En tout état de cause, la politique actuelle d'étiquetage des aliments - dont je vous rappelle qu'elle est obligatoire depuis 1997 lorsque ces aliments contiennent plus d'OGM que le taux de présence fortuite (0,9%) ou lorsqu'ils sont dérivés d'OGM - assure une information fiable du consommateur et répond à nos attentes communes en terme de sécurité alimentaire.

Sur toutes ces questions, je puis vous assurer que le Gouvernement est particulièrement attentif aux préoccupations exprimées par l'ensemble de nos concitoyens, mais qu'il veille aussi à ce que le débat sur les OGM, sur leurs avantages ou leurs inconvénients, ne soit pas occulté par des « a priori ».

Nous savons tous aujourd'hui que les biotechnologies végétales sont porteuses d'enjeux sanitaires, environnementaux et économiques majeurs, qu'il s'agisse de traitement à visée thérapeutique, d'amélioration des qualités nutritionnelles des aliments, de réduction de l'utilisation d'engrais ou de pesticides, de compétitivité de notre filière agricole et de notre capacité d'expertises et de recherche au niveau national.

Certes des inquiétudes et des doutes peuvent encore légitimement s'exprimer sur les bénéfices attendus. C'est la raison pour laquelle les choix du Gouvernement et de sa majorité sont en permanence guidés par les trois principes fondamentaux : le souci de la précaution, à travers la mise en place d'un cadre juridique, l'information objective des citoyens et l'amélioration de la recherche qui reste indispensable pour parfaire notre connaissance.

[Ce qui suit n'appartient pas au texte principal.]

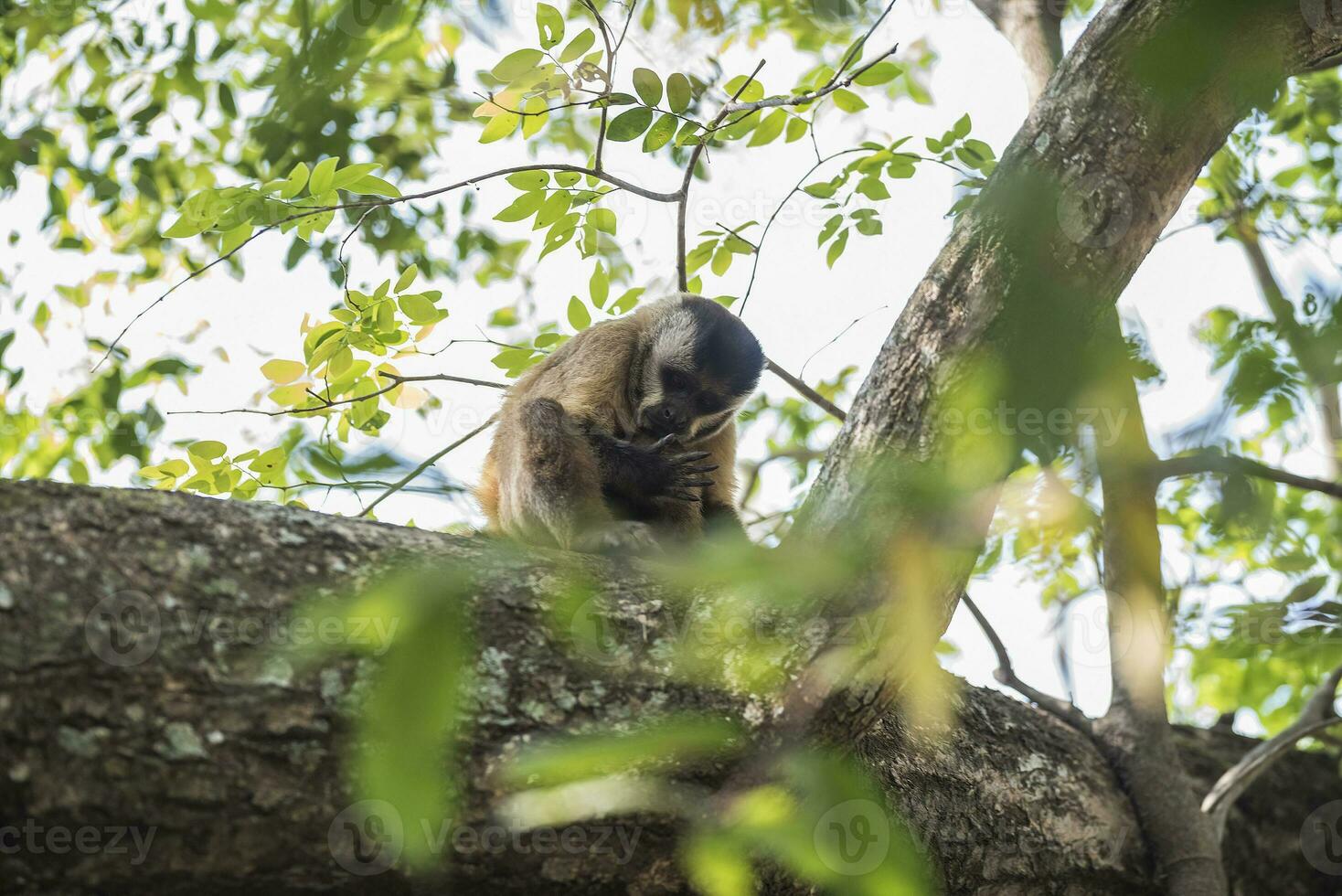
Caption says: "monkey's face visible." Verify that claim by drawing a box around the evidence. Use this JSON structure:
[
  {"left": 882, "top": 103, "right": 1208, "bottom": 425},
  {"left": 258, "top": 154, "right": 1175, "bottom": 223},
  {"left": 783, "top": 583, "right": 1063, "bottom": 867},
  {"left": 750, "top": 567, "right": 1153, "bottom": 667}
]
[{"left": 637, "top": 296, "right": 763, "bottom": 443}]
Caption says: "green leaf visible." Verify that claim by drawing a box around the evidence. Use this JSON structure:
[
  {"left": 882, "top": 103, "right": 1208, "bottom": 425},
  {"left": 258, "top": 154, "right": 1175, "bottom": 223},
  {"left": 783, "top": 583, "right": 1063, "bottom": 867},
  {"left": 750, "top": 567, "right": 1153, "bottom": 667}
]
[
  {"left": 588, "top": 261, "right": 611, "bottom": 308},
  {"left": 330, "top": 163, "right": 381, "bottom": 189},
  {"left": 825, "top": 230, "right": 848, "bottom": 267},
  {"left": 605, "top": 106, "right": 652, "bottom": 144},
  {"left": 326, "top": 347, "right": 355, "bottom": 379},
  {"left": 559, "top": 28, "right": 596, "bottom": 61},
  {"left": 261, "top": 358, "right": 307, "bottom": 385},
  {"left": 345, "top": 175, "right": 401, "bottom": 198},
  {"left": 708, "top": 245, "right": 731, "bottom": 276},
  {"left": 396, "top": 293, "right": 439, "bottom": 324},
  {"left": 643, "top": 112, "right": 676, "bottom": 153},
  {"left": 569, "top": 295, "right": 591, "bottom": 333},
  {"left": 279, "top": 163, "right": 307, "bottom": 198},
  {"left": 685, "top": 832, "right": 757, "bottom": 896},
  {"left": 490, "top": 49, "right": 545, "bottom": 83},
  {"left": 588, "top": 208, "right": 614, "bottom": 236},
  {"left": 816, "top": 215, "right": 843, "bottom": 245},
  {"left": 531, "top": 190, "right": 573, "bottom": 230},
  {"left": 493, "top": 348, "right": 536, "bottom": 370},
  {"left": 832, "top": 87, "right": 867, "bottom": 114},
  {"left": 723, "top": 75, "right": 763, "bottom": 103},
  {"left": 307, "top": 157, "right": 339, "bottom": 196},
  {"left": 536, "top": 3, "right": 564, "bottom": 49},
  {"left": 667, "top": 71, "right": 694, "bottom": 112},
  {"left": 186, "top": 439, "right": 229, "bottom": 460},
  {"left": 218, "top": 221, "right": 256, "bottom": 255},
  {"left": 494, "top": 190, "right": 545, "bottom": 221},
  {"left": 158, "top": 457, "right": 190, "bottom": 476},
  {"left": 857, "top": 177, "right": 889, "bottom": 201},
  {"left": 634, "top": 69, "right": 662, "bottom": 106},
  {"left": 393, "top": 264, "right": 419, "bottom": 293},
  {"left": 746, "top": 109, "right": 788, "bottom": 146},
  {"left": 854, "top": 61, "right": 903, "bottom": 87},
  {"left": 481, "top": 112, "right": 522, "bottom": 144},
  {"left": 504, "top": 172, "right": 550, "bottom": 193}
]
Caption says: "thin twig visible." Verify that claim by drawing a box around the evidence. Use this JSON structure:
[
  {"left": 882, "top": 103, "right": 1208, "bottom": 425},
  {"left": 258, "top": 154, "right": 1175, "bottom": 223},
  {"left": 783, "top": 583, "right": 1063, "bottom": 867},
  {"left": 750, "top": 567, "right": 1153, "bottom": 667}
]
[
  {"left": 797, "top": 304, "right": 889, "bottom": 377},
  {"left": 737, "top": 147, "right": 867, "bottom": 318},
  {"left": 92, "top": 163, "right": 680, "bottom": 371},
  {"left": 359, "top": 413, "right": 498, "bottom": 517},
  {"left": 960, "top": 594, "right": 1091, "bottom": 735},
  {"left": 166, "top": 371, "right": 508, "bottom": 417},
  {"left": 1154, "top": 453, "right": 1342, "bottom": 497},
  {"left": 675, "top": 59, "right": 763, "bottom": 293},
  {"left": 1202, "top": 656, "right": 1342, "bottom": 838},
  {"left": 765, "top": 358, "right": 848, "bottom": 421}
]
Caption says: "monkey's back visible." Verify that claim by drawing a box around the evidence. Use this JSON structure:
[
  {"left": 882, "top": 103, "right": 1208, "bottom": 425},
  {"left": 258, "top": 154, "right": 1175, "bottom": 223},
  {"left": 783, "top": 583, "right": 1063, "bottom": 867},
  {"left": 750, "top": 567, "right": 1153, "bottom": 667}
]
[{"left": 475, "top": 310, "right": 645, "bottom": 529}]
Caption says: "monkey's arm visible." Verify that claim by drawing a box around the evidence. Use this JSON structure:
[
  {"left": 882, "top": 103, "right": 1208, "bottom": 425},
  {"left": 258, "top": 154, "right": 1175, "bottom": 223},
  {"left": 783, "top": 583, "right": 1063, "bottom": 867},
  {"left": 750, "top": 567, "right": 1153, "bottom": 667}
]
[
  {"left": 584, "top": 425, "right": 718, "bottom": 503},
  {"left": 703, "top": 422, "right": 746, "bottom": 539}
]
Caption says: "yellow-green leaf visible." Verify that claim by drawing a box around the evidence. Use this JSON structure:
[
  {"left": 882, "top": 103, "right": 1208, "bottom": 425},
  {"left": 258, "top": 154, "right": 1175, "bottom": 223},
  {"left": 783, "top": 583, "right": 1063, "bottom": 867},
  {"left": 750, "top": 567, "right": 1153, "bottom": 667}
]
[
  {"left": 569, "top": 295, "right": 591, "bottom": 331},
  {"left": 261, "top": 358, "right": 307, "bottom": 384},
  {"left": 307, "top": 157, "right": 339, "bottom": 196}
]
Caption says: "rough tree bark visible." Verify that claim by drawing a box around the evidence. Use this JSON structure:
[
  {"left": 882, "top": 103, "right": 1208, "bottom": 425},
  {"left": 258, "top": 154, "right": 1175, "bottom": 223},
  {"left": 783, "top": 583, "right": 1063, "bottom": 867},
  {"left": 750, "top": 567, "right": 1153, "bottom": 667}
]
[
  {"left": 0, "top": 483, "right": 1339, "bottom": 896},
  {"left": 792, "top": 0, "right": 1342, "bottom": 729}
]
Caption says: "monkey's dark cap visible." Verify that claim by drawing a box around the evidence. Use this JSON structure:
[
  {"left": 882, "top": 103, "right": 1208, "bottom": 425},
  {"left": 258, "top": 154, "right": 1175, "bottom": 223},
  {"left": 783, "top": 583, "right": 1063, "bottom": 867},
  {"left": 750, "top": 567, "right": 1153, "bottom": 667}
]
[{"left": 685, "top": 295, "right": 763, "bottom": 396}]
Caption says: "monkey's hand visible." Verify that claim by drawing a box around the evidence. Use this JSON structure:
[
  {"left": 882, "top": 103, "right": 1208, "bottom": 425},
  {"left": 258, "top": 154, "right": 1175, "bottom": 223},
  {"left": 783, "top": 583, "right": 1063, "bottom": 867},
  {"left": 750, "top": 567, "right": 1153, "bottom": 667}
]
[
  {"left": 645, "top": 436, "right": 718, "bottom": 502},
  {"left": 588, "top": 432, "right": 718, "bottom": 505}
]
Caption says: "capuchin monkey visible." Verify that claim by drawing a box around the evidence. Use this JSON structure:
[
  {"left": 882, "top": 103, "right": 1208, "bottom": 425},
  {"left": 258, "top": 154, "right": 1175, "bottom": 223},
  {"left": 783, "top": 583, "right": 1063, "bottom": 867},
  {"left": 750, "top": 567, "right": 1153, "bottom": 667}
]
[{"left": 476, "top": 293, "right": 765, "bottom": 552}]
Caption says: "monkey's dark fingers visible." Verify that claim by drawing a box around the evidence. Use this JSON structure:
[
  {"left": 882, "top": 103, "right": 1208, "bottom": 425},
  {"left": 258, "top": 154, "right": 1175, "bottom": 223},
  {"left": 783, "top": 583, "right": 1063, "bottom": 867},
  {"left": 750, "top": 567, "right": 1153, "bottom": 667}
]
[{"left": 677, "top": 479, "right": 713, "bottom": 488}]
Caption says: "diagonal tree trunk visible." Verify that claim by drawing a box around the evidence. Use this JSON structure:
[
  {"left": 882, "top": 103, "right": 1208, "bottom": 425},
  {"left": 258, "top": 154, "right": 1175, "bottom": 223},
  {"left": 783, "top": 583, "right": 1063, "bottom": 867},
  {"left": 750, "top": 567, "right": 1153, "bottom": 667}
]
[
  {"left": 0, "top": 483, "right": 1339, "bottom": 896},
  {"left": 793, "top": 0, "right": 1342, "bottom": 687}
]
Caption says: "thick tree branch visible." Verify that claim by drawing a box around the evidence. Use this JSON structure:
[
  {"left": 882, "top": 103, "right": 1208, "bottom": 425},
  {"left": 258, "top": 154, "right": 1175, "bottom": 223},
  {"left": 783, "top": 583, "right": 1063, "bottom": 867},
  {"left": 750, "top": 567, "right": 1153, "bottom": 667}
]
[
  {"left": 1152, "top": 453, "right": 1342, "bottom": 499},
  {"left": 788, "top": 0, "right": 1342, "bottom": 740},
  {"left": 1235, "top": 223, "right": 1342, "bottom": 477},
  {"left": 0, "top": 482, "right": 1339, "bottom": 896},
  {"left": 960, "top": 594, "right": 1091, "bottom": 735},
  {"left": 975, "top": 0, "right": 1067, "bottom": 103},
  {"left": 1095, "top": 310, "right": 1228, "bottom": 896},
  {"left": 1202, "top": 666, "right": 1342, "bottom": 838}
]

C'est en abordant l'ensemble de cette problématique dans le plus grande transparence, avec la volonté constante de donner à nos concitoyens le maximum d'assurance en terme de sécurité sanitaire environnementale, et sans bloquer les avances de la recherche scientifique, que nous pourrons lever les incertitudes et mieux appréhender le débat sur ces questions.

Espérant avoir répondu à votre attente, je vous prie de croire, Monsieur, en l'expression de mes sentiments les meilleurs.

J.P. Soisson

1 : Mission d'information sur « Les enjeux des essais et de l'utilisation des organismes génétiquement modifiés ». Rapport n°2254, avril 2005, Assemblée Nationale.